Wettlauf um neue Materialien

Bald wurde klar, dass sich die Supraleitung auch in anderen Metallen erreichen liess, wenn man sie mit bestimmten chemischen Elementen versetzt. Doch alle Mischungen hatten einen entscheidenden Nachteil: Die Supraleitung trat nur bei extrem tiefen Temperaturen nahe dem absoluten Nullpunkt auf. Sollten daraus tatsächlich nützliche Anwendungen werden, musste man Materialien finden, die bei wesentlich höheren Temperaturen supraleitend sind. Bednorz und Müller suchten bei den Oxiden. «Wir hatten Hinweise, dass dies möglich ist», erinnert sich Georg Bednorz. Doch diese Idee war derart absurd, dass sich die beiden für ein besonderes Vorgehen entschieden. «Wir haben quasi verdeckt ermittelt – ohne dass das Management darüber Bescheid wusste.»

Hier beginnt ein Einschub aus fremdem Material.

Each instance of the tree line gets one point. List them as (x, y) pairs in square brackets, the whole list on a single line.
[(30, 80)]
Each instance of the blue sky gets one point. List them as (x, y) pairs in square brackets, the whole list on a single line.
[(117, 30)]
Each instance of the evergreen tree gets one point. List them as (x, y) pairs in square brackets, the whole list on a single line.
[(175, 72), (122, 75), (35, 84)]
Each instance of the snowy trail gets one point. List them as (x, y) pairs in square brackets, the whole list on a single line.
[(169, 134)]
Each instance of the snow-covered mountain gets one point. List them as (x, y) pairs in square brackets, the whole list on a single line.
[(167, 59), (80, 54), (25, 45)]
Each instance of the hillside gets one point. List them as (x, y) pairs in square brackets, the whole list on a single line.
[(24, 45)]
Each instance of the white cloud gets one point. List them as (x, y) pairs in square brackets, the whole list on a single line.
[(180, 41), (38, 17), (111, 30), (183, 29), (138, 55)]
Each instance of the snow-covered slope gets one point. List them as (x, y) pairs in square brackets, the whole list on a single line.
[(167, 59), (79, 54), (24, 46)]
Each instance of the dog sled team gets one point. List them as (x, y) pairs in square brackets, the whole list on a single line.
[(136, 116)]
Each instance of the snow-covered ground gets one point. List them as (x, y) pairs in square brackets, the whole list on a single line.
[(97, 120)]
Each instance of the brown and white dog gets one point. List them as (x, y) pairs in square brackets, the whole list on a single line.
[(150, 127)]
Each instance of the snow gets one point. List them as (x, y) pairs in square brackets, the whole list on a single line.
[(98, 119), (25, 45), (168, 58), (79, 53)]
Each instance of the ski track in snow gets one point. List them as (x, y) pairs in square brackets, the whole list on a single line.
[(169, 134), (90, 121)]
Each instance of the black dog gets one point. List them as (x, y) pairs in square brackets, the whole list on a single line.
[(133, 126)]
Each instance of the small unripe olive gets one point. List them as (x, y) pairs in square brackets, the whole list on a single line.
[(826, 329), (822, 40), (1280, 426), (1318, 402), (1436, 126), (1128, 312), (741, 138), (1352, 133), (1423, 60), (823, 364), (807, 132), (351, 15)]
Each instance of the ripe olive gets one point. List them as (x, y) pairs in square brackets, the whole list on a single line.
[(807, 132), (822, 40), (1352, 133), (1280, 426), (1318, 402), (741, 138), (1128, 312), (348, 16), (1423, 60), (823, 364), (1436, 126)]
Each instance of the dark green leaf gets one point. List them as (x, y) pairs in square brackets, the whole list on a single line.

Der Durchbruch kam 1986: La1,85Ba0,15CuO4 lautete die magische Formel des ersten Hochtemperatur-Supraleiters. Ein keramisches Kupferoxid, dessen sogenannte Sprungtemperatur bei 35 Kelvin liegt. Das war zwar immer noch sehr kalt, nämlich minus 238 Grad Celsius, aber sensationelle 50 Prozent oder 12 Grad höher als der bisherige Rekord von 23 Kelvin. Und Teil zwei der Sensation: Eine neue Klasse von Supraleitern war entdeckt und öffnete das Tor zu einer stürmischen Entwicklung. Ein weltweites Rennen um noch höhere Temperaturen begann. Lanthan wurde ersetzt durch Yttrium. Es folgten Bismut, Strontium, Kalzium und viele weitere Elemente. Eine nächste magische Grenze war 77 Kelvin: Ab hier ist die Kühlung mit flüssigem Stickstoff möglich. Dieser ist so billig herzustellen, dass ungeahnte Anwendungen in greifbare Nähe rückten. Der heute gültige Rekord liegt bei minus 138 Grad Celsius. Aufgestellt von den beiden Professoren Andreas Schilling und Hans Rudolf Ott im Jahr 1993 an der ETH Zürich. Seither ist es um die Supraleitung ruhiger geworden. Kritiker sprechen sogar von einem Hype, von zu hohen Versprechungen und sie reklamieren, dass die Anwendungen zu lange auf sich warten lassen.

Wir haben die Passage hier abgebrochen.